A common theme for waste-cutting advocates is the need for continuous improvement and regular reviews of current procedures, whether that means updating technology, rebidding for supplies, or looking for “pain points” in office workflows. “There are always opportunities to improve a process, no matter how good it is. We’re constantly looking at data, at metrics, collecting feedback. We’re doing ‘lessons learned’ and postmortems on activities. We’re asking all the stakeholders what worked well and what didn’t work as well as it should have,” Arellano said.Yet managers differ on the extent to which efficiencies can help the bottom line. Like Arellano, Prechtl says most practices he encounters can do more to cut excessive spending, whether they are solo practitioners or 20-physician groups. “In some cases, they’ve had the same staff in place for a number of years and maybe they haven’t continued to learn and look at ways of doing things more efficiently or more effectively,” he said. “People get used to doing what they’ve always done. We never stop trying to constantly improve upon what we have in place. If we’re at 2 days with drug inventory, we’re trying to look at ways to drop that to 1.9 days, because a 0.1 change can be significant dollars.”

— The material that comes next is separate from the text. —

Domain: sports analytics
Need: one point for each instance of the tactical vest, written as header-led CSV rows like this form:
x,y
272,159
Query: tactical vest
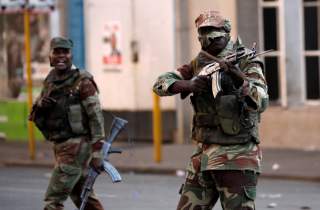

On the other hand, Young says she doubts most small practices will find much “low-hanging” fruit to trim. They have already had to become more efficient in recent years, particularly since federal sequester cuts went into effect in 2013. Many of those that could not reduce costs or boost revenues have closed their doors or were acquired. “There maybe is a misconception that most practices are operating inefficiently and at a higher cost than they should be,” Young said. “The people I know who are managing oncology practices are pretty darn good at their jobs. They run very efficient practices and they don’t have a lot of excess wasted costs.”
Bishoff argues that even the smartest administrators are not going to achieve huge savings by cutting waste, whether at the practice level or in the healthcare system generally. But he says there are still many opportunities for smaller improvements that are meaningful in the aggregate.
“If there was 1 idea that would save the healthcare system hundreds of millions of dollars, we would have already implemented it,” he said. “At Intermountain Healthcare, we like to look at the small things that save us money and improve care. When you add up all of those small things it turns into hundreds of millions of dollars we can save the healthcare system every year.”